Elul: ‘A Month of Reflection and Prayer’

August 10, 2018

3 min read

During Elul, the 12th month of the Jewish calendar that leads to the High Holidays of Rosh Hashanah and Yom Kippur, prayer becomes evermore important to the Jewish people. During this time, Jewish academics and Rabbis say that prayer has a special ability to effect change in one’s life – especially in the land of Israel.

“Elul is a month of reflection and prayer specifically geared toward repentance and heading toward Yom Kippur,” said Rabbi Dov Lipman, former Knesset member and Judaic studies teacher.

The traditions of Elul date back to Moses’ time. After destroying the first set of tablets that contained the 10 Commandments, when Moses saw the scene of the golden calf, he went back onto Mount Sinai.
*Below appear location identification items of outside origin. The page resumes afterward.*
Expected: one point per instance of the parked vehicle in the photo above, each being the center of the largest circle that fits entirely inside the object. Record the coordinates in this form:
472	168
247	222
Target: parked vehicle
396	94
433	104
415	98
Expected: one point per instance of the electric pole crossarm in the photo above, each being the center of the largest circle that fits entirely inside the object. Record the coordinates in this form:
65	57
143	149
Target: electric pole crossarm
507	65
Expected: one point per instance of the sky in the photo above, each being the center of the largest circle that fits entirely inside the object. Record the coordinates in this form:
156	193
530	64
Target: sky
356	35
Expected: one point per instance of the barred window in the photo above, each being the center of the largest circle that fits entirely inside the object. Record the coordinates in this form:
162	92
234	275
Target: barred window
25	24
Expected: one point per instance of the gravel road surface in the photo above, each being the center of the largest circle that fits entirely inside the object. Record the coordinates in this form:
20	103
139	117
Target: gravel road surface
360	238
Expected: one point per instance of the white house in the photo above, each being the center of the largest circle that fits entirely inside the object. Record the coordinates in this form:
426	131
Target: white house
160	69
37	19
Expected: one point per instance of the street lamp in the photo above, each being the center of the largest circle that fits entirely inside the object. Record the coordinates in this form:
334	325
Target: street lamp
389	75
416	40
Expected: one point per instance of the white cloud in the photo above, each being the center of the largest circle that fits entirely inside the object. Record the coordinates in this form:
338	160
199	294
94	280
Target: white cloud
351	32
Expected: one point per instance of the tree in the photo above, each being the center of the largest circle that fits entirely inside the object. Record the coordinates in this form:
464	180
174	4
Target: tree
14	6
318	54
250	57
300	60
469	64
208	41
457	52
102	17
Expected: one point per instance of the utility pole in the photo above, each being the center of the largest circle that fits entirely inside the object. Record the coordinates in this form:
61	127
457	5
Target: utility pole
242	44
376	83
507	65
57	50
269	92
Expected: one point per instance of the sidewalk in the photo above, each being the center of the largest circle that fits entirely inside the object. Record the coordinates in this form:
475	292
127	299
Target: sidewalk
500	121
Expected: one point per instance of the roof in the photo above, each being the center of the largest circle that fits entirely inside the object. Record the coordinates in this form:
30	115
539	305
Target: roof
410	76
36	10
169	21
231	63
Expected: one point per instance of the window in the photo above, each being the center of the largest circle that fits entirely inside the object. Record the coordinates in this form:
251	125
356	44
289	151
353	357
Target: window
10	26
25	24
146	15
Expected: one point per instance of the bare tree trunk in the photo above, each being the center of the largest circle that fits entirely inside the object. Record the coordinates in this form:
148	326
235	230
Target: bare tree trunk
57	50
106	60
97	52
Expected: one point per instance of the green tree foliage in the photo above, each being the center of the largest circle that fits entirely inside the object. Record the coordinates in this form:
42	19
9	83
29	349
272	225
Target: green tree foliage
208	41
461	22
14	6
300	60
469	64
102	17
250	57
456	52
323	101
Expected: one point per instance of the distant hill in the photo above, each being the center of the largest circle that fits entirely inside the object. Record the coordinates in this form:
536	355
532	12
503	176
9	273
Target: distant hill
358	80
This was on the first day of Elul when he pleaded to God for forgiveness for himself and his people.

“He was there for 40 days begging for forgiveness and those 40 days lead us to Yom Kippur, on which forgiveness was granted,” Lipman told Breaking Israel News. “These 40 days from that moment are entrenched and cemented as days of prayer but specifically prayer for forgiveness, because that’s what Moses was doing.”

As such, there are numerous customs and ritual laws that have developed over time, including waking up early in Sephardi (Jews of both Spanish and Eastern origin) communities in Israel and chanting selichot, special prayers asking for forgiveness. In all synagogues, there are extra prayers during this time. Also, Jews blow the shoar during the month of Elul, a visceral call to repentance.

According to Rabbi Daniel Sperber, spiritual leader and teacher of Talmud and Jewish custom, blowing the shofar acts as a non verbal prayer, expressing the innermost the needs of one’s soul.

“Sometimes, we don’t really know what we want and it is difficult to verbalize requests,”  

Sperber told Breaking Israel News. The Rambam (Rabbi Moshe Ben Maimon/Maimonides), he said, interprets the blowing of the shofar differently, as a call-to-action for each person to “wake up” and examine his or her own behaviors, through introspection of one’s actions and thoughts and “leaving your evil ways and inclinations so as to come closer to the Creator.”

During the month of Elul, one can walk the streets of Israel and hear Sephardic Jews chanting out loud the prayers for forgiveness and blowing the shofar.  

Lipman said that the High Holidays in Israel are especially holy because the entire nation – no matter their level of faith and observance – seems to repent and come closer to God, elevating the entire society during the months of Elul and Tishrei, the first month of the Jewish year.

“It envelops me and enhances my high holiday experience,” he said.

Similarly, Sperber referred to the Jewish concept of kedushat hamakom (sanctity of space) and kedushat hazman (sanctity of time) to explain the importance of prayer during this time in Israel.

“There is in Jewish thought a hierarchy, a spectrum of sanctity, based in the Mishnah (oral Torah) that says there are 10 degrees of sanctity, beginning with the land of Israel,” he said. “It says there is a greater closeness between man and his Creator in the land of Israel, and even more so in Jerusalem.”

Prayer, said Sperber, is one of the means by which people attempt to connect with the Creator and that connection is made easier to facilitate in a more sanctified places.

Likewise, Judaism has notions that different times have different statuses, such as Yom Kippur – the most sanctified time – in addition to Shabbat and then festivals. “We have special prayers that express that degree of sanctity and different sacrifices for different days that expressed in sacrificial terms the special status of the days.”

While this month and the following holidays take on a special significance in the land of Israel, prayer is also highly personal and can affect change in one’s life.

“Prayer enables a person not to feel alone,” explained Lipman. Rather, there is a force one can turn to even if they do not understand that force. “It’s a feeling of knowing there is a higher being that cares and has an interest and ability to intervene and help. And that gives a person an ability to live with hope, never to reach a point of despondency and helplessness, and also a feeling of happiness.”

The message of Elul is perfectly characterized by an acronym from Song of Songs ‘Ani L’dodi v’dodi li,’ (I am for my beloved and my beloved is for me). “We use this verse for couples and love, referring to a feeling of happiness and joy that there’s a being that I can turn to and can be of help in my repentance process,” said Lipman.

Similarly, Sperber maintained that the acronym is trying to explain that in this particular period of time, one should be an attempt at a closer relationship between oneself and God.

“I am striving to create some relationship or connection with my creator and we are assured that if we do so, there will be a reciprocal relationship,” he said. “So if we pray to God, praise Him, thank Him and also make requests, we assume we will be answered.”